И все-таки я знал совершенно точно, что хочу я этого или не хочу, считаю я это нужным или не считаю — все равно, как только рассветет, встану и пойду в батальон, и ничего с этим нельзя сделать. Я стал внимательно вглядываться: не светает ли? Мне показалось, что силуэты цехов были уже не такие черные, но, во всяком случае, итти еще рано. В темноте меня мог застрелить первый же часовой.
Маленькая фигурка вышла из цеха, остановилась и зябко поежилась. Закинув голову, она посмотрела в небо, и мне стало интересно, пожалела она тоже, что бога нет, или так просто — ни о чем не подумала. Она стояла, закинув голову, и долго-долго смотрела на звезды. И звезды смотрели на нее. А мне было интересно: им она тоже видна? Или они видят только землю всю целиком, может быть, различают зарева и взрывы снарядов.

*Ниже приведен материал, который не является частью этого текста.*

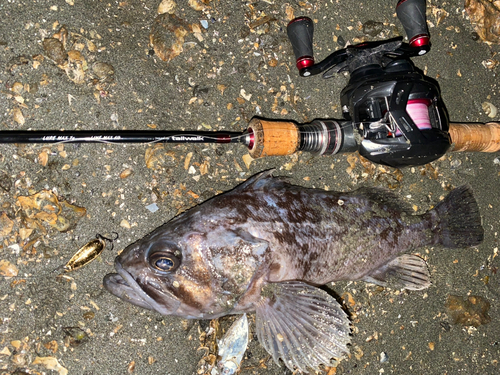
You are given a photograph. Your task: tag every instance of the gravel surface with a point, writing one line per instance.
(240, 66)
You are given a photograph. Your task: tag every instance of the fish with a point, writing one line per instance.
(267, 246)
(232, 347)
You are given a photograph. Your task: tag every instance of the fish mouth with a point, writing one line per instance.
(124, 286)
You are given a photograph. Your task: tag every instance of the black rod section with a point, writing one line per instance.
(119, 136)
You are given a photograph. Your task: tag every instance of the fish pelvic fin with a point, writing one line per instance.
(407, 271)
(456, 220)
(301, 324)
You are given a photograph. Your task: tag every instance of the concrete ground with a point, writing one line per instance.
(226, 73)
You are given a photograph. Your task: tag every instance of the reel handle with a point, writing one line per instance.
(411, 14)
(300, 33)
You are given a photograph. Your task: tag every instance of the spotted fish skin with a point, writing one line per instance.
(266, 245)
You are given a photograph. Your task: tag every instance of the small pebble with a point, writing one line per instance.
(455, 163)
(383, 357)
(153, 207)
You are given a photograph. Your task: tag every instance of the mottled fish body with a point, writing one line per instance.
(266, 245)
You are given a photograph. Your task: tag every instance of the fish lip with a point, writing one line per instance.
(123, 281)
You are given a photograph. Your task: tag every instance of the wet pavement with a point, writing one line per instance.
(237, 63)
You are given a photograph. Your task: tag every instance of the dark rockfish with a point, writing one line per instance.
(266, 245)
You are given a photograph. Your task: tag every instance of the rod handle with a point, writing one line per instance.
(475, 136)
(272, 138)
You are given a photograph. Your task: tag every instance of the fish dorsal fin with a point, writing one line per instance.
(261, 181)
(405, 272)
(301, 324)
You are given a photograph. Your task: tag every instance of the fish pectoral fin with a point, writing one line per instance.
(301, 324)
(405, 272)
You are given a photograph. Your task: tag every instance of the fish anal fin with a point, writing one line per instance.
(301, 324)
(407, 271)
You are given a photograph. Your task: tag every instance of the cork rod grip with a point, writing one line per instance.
(475, 137)
(273, 138)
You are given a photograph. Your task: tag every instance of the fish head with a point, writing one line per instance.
(170, 274)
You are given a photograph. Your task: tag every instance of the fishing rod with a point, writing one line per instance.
(393, 114)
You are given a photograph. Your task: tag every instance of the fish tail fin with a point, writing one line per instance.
(456, 220)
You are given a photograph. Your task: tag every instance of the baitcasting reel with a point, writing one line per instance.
(394, 114)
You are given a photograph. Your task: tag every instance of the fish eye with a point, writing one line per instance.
(164, 261)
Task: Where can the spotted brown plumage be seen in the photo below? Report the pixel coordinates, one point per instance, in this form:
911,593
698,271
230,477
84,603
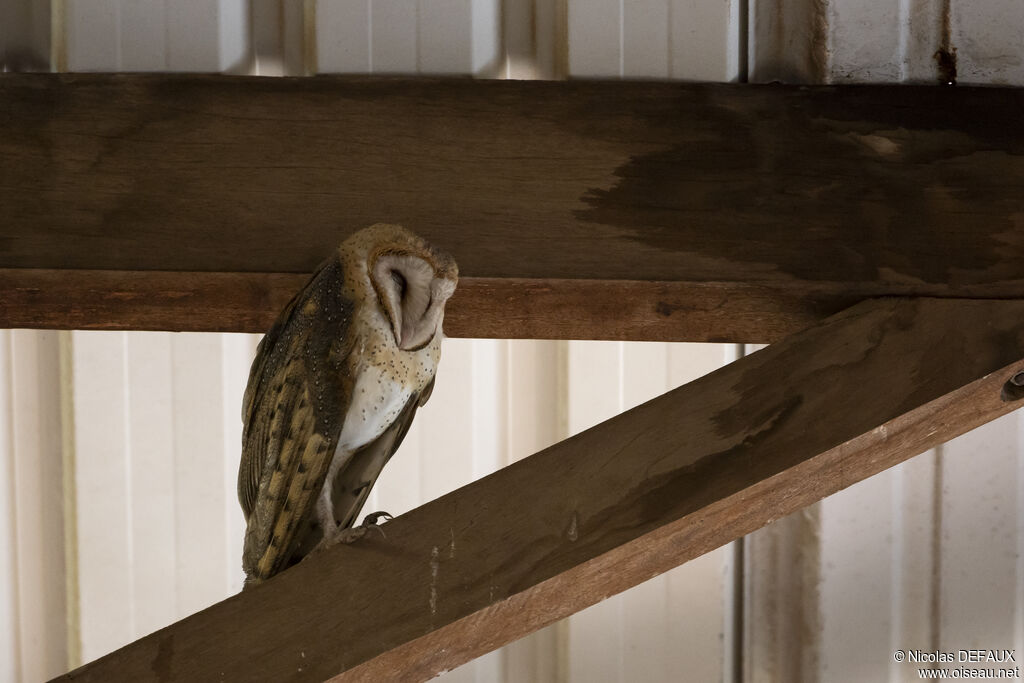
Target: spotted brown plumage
333,389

Фигурка подошла к скамейке и вздрогнула, увидев меня. Я услышал голос Ольги.
— Кто это? — спросила она.
— Это я, Леша.
— Леша? — Она села рядом со мной. — Что ты тут делаешь? На звезды любуешься? Брр — холодно! — Она поежилась. — И спать хочется. Ты посидишь еще?
— Да, — сказал я.
Она кивнула головой.
— А я пойду, может, вздремну часок.
Она вошла в цех. Я огляделся… На черных стенах уже выступали окна, меркли звезды, и небо становилось серее. Я встал и, ежась от утреннего холода, пошел через ворота на площадь и дальше по Ремесленной улице мимо нашего дома, туда, куда ушел батальон.